Celle-ci peine encore à se montrer. Franchement mauvais contre la Guinée, les Ivoiriens ont réagi dans les dernières minutes face au Mali, un match au cours duquel Gervinho a été expulsé. À l’image du Romain, Yaya Touré peine encore à prendre le relais des anciens cadres qu’étaient Didier Drogba et Didier Deguy Zokora, dit « le Maestro » . Affaiblis par les retraites unilatérales de leurs leaders, les Éléphants se sont transformés en éléphanteaux. « La Côte d’Ivoire de 2014 n’est pas la Côte d’Ivoire de 2010 » expliquait Sory Diabaté, le vice-président de la FIF, en novembre dernier : « Nous avons déjà dit que la CAN 2015 n’est pas la priorité de la Fédération. Hervé Renard a été recruté pour bâtir une équipe et préparer la CAN 2019. » Ambitieux, l’entraîneur français s’est mis la pression tout seul avant le tournoi, en déclarant que s’il avait gagné avec la Zambie, il pouvait bien gagner avec la Côte d’Ivoire. Il a néanmoins concédé qu’une élimination prématurée ne serait pas une catastrophe : « Non, car la vie continue. Lors de cette CAN, l’Égypte et le Nigeria ne sont pas là, et ça ne veut pas dire qu’ils ne vont pas revenir plus forts. On se construit parfois avec des performances moyennes ou même mauvaises. Prenez la Zambie, ils ont été éliminés hier, mais ils ont pris l’option de venir avec une équipe de jeunes joueurs qui auront appris quelque chose. »
Duel à mort
Alors, qui triomphera entre le lion blessé et l’éléphant inexpérimenté ? Nul ne le sait encore. Un match nul pourrait même qualifier les deux équipes, si le Mali et la Guinée ne parviennent pas non plus à se départager… Mais au vu des égos sur la pelouse disposés, l’affrontement pourrait bien tourner au duel à mort. Ce qui est sûr, c’est que « la rigueur sera de mise » lors du choc entre ces deux poids lourds du monde animal : « Le spectacle ne sera peut-être pas le plus beau, les coups de pied arrêtés auront une importance capitale.
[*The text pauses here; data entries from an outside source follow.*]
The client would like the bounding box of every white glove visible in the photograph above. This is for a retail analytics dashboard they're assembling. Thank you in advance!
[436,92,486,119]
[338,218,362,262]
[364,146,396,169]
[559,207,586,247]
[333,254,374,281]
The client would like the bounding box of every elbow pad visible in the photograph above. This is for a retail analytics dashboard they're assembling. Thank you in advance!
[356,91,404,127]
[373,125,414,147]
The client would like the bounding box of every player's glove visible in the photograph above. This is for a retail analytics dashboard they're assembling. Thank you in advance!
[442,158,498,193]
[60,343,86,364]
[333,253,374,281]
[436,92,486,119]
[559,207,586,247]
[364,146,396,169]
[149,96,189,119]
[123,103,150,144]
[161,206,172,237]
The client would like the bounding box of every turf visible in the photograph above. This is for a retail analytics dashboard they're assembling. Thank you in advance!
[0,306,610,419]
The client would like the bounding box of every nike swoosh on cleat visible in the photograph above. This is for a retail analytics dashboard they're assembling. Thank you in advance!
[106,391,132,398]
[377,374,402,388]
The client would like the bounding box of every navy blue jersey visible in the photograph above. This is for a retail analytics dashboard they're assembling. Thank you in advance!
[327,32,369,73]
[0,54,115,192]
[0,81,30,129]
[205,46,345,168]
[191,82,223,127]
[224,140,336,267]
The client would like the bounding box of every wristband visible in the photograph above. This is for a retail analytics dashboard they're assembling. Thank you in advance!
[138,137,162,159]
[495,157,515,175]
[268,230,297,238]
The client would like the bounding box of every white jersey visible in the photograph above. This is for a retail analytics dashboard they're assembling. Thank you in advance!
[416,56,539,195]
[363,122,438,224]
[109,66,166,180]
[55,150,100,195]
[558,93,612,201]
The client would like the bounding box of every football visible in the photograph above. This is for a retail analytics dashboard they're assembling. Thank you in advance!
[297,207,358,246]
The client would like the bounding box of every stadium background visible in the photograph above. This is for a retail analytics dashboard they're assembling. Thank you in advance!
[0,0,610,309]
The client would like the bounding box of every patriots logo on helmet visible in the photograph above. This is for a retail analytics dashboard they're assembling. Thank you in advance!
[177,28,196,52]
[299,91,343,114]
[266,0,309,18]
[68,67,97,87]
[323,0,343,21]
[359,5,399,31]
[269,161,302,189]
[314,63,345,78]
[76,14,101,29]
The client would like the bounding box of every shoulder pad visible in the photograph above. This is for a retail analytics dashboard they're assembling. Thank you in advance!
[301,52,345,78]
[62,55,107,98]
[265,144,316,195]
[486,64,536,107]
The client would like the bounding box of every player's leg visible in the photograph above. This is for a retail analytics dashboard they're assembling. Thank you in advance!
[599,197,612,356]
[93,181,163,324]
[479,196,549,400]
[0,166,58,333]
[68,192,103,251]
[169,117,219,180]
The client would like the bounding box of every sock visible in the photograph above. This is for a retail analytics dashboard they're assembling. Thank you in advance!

Il faudra tout bien faire défensivement, se lâcher sur les actions offensives, tout en gardant un bon équilibre » a prévenu Hervé Renard, prêt à piéger le prédateur imprudent : « Le Cameroun est redoutable quand il récupère le ballon et part en contre-attaques, mais il a eu plus de mal contre des équipes retranchées autour de leur but. » Pas effrayé, son homologue allemand a lui estimé que « le match se jouera sur l’état d’esprit » , avant d’annoncer la couleur au milieu de la mêlée : « Je crois que nous allons nous qualifier. » Ainsi va la vie dans la savane. Ce soir, au centre des regards, un gros du continent va tomber. Et la réponse va enfin éclater.